Jason Fried

August 25, 2022

Tossing a key

This weekend I was riding my stationary exercise bike when I noticed a sharp poke in my pocket.

I reached in, pulled out a house key, and looked for a place to put it. But since I was on a bike, there's really no where for it to go other than not here.

So I tossed it on the ground, broadly aiming — without accuracy or expectations of precision — towards a small pile of personal affects on the ground a few feet from the bike. It bounced once, and miraculously stuck the landing on top of my Airpods case. A perfect 10.

For a second there I was proud of myself. Look what I did! But a moment later, that glow flickered out and reality set in — it was just luck, pure chance. And there's no fucking way I could do that again. And, further, even contemplating that I could do it again would be delusional.

In fact, had I tried again, I'd try too hard. Any trying would be too hard. You've probably had a similar experience with something else.
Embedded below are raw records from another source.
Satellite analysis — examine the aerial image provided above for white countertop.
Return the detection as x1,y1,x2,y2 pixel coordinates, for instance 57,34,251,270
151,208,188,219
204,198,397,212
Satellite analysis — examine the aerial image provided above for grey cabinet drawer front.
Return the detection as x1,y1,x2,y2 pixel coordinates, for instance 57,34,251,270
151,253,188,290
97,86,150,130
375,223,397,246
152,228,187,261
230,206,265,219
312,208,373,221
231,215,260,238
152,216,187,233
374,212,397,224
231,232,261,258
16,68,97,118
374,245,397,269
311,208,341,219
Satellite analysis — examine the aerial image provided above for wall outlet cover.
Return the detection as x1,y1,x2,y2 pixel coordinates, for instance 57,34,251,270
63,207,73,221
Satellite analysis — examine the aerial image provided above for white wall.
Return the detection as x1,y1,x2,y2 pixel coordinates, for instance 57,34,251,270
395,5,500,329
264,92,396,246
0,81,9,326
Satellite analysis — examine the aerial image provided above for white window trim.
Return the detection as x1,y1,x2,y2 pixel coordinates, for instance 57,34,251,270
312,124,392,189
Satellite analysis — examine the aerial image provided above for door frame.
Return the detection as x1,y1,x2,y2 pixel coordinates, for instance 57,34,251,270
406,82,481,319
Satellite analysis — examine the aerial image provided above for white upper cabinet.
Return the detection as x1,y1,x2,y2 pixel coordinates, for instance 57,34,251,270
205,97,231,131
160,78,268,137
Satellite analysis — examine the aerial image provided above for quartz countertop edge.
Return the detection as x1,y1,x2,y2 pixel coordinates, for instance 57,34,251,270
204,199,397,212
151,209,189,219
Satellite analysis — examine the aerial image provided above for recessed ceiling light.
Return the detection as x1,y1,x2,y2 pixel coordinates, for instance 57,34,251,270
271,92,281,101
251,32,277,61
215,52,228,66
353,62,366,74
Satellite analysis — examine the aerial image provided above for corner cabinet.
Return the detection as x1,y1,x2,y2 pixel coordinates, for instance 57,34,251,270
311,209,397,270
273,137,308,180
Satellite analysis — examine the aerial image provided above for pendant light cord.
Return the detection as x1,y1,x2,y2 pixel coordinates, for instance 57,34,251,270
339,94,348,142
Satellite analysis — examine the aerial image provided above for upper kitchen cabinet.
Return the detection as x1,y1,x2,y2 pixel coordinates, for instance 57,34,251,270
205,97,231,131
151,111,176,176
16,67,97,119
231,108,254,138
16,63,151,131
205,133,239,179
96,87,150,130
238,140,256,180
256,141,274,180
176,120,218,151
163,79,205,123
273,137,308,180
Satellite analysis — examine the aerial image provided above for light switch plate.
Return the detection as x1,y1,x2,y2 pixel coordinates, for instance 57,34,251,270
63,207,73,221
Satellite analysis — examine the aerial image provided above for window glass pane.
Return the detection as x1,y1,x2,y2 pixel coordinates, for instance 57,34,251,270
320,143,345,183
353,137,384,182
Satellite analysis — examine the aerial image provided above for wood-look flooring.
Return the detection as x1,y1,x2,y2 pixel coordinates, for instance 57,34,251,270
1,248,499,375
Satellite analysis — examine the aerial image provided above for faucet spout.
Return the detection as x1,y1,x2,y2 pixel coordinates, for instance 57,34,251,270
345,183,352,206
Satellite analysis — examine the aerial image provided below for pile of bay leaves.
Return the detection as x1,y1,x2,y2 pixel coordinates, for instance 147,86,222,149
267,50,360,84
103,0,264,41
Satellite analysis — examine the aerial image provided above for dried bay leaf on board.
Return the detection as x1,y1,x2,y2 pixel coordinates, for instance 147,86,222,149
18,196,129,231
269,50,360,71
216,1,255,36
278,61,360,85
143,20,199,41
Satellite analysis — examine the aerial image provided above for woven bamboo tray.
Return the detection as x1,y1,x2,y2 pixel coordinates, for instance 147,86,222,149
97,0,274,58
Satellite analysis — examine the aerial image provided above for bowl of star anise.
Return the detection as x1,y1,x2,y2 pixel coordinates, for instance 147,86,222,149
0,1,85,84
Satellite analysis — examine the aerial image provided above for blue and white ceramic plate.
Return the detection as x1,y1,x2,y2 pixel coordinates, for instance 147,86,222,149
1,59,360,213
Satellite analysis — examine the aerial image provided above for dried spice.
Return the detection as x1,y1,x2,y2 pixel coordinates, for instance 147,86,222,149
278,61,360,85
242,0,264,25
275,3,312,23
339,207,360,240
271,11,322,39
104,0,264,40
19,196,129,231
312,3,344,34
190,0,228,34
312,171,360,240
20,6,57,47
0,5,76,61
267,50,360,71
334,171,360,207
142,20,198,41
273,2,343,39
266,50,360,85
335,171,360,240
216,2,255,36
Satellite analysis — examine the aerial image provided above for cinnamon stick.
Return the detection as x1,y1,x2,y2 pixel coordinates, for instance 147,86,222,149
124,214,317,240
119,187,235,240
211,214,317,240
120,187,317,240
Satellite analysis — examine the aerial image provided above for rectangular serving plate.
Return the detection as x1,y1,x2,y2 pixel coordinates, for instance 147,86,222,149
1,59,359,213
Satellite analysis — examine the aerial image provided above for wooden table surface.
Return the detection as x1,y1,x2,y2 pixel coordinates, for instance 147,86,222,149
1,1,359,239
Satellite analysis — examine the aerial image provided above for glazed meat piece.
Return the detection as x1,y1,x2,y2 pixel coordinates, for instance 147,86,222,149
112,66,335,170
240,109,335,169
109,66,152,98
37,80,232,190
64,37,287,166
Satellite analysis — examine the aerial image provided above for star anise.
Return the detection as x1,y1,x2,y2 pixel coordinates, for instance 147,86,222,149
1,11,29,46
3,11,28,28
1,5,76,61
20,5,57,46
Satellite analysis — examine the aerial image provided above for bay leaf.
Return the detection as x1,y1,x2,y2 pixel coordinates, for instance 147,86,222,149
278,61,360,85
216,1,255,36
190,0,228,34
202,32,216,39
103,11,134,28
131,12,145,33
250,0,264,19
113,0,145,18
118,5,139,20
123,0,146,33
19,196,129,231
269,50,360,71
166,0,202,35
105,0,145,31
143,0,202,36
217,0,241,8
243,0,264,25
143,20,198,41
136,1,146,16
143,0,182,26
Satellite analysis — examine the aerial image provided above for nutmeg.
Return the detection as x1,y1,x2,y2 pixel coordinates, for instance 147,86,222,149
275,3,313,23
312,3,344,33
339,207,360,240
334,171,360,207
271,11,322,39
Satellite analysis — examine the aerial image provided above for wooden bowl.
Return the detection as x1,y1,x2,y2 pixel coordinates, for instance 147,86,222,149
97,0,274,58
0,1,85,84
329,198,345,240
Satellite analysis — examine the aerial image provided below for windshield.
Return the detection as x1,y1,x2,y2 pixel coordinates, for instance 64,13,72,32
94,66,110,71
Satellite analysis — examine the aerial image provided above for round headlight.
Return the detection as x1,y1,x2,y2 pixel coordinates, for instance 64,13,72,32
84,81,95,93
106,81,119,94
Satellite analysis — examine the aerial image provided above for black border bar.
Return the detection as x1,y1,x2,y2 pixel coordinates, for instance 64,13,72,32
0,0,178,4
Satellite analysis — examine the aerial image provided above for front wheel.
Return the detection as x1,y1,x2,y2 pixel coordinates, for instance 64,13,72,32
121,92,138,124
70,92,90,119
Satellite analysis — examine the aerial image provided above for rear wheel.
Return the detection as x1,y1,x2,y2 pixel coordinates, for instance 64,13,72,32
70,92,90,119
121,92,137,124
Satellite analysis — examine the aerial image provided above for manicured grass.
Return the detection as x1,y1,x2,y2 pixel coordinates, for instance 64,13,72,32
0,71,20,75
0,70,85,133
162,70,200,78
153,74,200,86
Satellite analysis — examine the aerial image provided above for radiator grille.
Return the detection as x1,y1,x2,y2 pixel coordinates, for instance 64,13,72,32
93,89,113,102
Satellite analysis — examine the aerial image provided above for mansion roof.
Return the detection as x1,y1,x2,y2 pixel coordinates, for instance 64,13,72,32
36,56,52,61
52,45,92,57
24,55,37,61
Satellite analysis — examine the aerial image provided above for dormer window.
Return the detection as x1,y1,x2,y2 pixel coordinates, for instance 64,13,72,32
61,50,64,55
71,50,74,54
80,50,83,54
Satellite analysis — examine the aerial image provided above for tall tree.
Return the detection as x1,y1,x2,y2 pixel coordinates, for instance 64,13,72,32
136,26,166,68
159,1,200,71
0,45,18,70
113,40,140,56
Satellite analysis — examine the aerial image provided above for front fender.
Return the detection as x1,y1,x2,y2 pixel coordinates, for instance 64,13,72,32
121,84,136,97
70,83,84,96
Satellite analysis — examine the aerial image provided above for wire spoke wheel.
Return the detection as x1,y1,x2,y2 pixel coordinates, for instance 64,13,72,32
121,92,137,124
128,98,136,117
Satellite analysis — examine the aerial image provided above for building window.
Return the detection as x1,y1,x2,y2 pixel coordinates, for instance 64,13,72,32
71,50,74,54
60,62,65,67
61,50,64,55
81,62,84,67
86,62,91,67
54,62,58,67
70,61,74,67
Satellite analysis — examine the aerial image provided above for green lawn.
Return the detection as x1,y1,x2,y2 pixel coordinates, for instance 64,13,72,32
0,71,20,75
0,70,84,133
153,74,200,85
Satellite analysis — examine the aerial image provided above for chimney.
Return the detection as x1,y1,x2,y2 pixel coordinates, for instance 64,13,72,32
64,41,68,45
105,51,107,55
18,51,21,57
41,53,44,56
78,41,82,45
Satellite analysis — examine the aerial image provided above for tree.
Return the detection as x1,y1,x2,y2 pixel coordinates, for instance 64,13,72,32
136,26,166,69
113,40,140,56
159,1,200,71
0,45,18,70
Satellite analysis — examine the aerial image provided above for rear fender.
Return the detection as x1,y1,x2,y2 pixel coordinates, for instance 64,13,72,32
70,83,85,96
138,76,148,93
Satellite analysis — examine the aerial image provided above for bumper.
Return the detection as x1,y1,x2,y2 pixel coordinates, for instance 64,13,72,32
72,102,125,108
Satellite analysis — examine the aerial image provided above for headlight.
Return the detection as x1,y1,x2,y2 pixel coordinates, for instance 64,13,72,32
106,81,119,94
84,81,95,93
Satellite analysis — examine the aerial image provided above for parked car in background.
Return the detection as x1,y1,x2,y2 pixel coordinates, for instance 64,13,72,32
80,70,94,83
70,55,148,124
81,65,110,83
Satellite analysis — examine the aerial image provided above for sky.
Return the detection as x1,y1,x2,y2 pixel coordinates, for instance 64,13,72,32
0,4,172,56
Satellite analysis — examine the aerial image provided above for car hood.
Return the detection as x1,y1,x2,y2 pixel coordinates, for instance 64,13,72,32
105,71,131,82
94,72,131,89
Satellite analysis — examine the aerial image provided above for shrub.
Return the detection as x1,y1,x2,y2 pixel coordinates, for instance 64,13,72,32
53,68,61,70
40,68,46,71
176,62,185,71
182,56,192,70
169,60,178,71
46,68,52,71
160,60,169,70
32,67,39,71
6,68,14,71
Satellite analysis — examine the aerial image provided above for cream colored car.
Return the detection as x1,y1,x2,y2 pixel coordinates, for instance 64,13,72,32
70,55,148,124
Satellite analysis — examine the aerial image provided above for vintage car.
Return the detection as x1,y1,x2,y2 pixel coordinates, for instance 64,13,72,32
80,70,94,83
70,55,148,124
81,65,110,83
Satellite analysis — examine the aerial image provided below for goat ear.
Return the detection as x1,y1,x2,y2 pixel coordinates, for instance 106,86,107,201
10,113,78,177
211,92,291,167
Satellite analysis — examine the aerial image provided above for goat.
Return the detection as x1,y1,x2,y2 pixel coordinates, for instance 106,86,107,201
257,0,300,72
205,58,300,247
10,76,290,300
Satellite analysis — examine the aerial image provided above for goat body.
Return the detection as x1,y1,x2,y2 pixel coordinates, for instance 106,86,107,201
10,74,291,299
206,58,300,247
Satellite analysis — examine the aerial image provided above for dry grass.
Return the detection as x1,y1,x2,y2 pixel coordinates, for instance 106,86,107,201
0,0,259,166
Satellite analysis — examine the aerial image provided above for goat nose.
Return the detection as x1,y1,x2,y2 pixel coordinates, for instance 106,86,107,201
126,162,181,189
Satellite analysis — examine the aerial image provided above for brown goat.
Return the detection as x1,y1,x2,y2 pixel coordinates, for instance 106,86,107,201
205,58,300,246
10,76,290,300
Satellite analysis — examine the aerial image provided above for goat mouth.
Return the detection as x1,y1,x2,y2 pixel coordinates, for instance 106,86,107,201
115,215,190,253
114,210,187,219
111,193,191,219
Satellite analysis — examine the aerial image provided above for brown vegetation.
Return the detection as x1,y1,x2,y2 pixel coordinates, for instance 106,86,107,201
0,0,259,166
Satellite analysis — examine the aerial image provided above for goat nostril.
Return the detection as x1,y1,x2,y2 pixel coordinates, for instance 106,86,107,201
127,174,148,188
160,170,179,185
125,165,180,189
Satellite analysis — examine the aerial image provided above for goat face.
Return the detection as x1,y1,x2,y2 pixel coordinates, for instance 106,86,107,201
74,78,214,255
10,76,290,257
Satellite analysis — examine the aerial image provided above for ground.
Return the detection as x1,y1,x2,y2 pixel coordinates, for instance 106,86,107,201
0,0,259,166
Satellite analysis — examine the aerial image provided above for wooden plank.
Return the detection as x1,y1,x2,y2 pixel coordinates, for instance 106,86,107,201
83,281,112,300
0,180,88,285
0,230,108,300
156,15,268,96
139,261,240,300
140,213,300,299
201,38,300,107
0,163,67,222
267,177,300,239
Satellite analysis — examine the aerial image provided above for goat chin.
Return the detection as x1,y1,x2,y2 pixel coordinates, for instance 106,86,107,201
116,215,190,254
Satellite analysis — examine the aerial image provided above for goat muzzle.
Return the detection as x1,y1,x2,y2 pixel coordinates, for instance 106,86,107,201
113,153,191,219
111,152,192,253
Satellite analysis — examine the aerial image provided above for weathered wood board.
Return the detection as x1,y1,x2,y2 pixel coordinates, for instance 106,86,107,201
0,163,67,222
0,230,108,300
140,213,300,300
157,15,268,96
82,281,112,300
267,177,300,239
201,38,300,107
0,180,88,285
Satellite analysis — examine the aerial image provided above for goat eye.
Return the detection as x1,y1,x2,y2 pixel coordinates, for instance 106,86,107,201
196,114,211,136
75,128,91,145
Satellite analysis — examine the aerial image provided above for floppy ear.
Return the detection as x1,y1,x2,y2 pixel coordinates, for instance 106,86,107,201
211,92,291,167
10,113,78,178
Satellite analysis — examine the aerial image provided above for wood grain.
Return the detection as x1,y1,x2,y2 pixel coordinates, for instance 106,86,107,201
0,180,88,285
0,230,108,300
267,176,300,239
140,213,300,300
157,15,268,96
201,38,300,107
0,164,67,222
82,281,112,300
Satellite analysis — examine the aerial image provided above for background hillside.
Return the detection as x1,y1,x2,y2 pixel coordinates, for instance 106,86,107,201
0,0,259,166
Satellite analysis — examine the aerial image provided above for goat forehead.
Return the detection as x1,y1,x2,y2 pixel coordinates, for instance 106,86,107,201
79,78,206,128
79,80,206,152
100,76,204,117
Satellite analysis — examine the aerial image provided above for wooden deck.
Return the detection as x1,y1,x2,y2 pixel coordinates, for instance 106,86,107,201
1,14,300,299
You don't even think about it and it works out. You try, it doesn't. You try harder, it really doesn't.

I had no expectations of that key landing comfortably on that Airpod case. And it's because I had no expectations that it was possible.

Then I jump cut to another thought... This is just like business.

We land where we land. Trying too hard narrows the desirable outcomes.

Expectations are the enemy here — they limit the number of great landing spots, and make the idealized one impossibly hard. Relax your expectations, and hundreds of positive possibilities open up.

When you don't go in with expectations, you almost always come out ahead. It's better to have a wide gaze, point in a general direction, do your best, and just see what happens.

The distinction is subtle, but it's there nonetheless. Don't try to run a business, just run a business.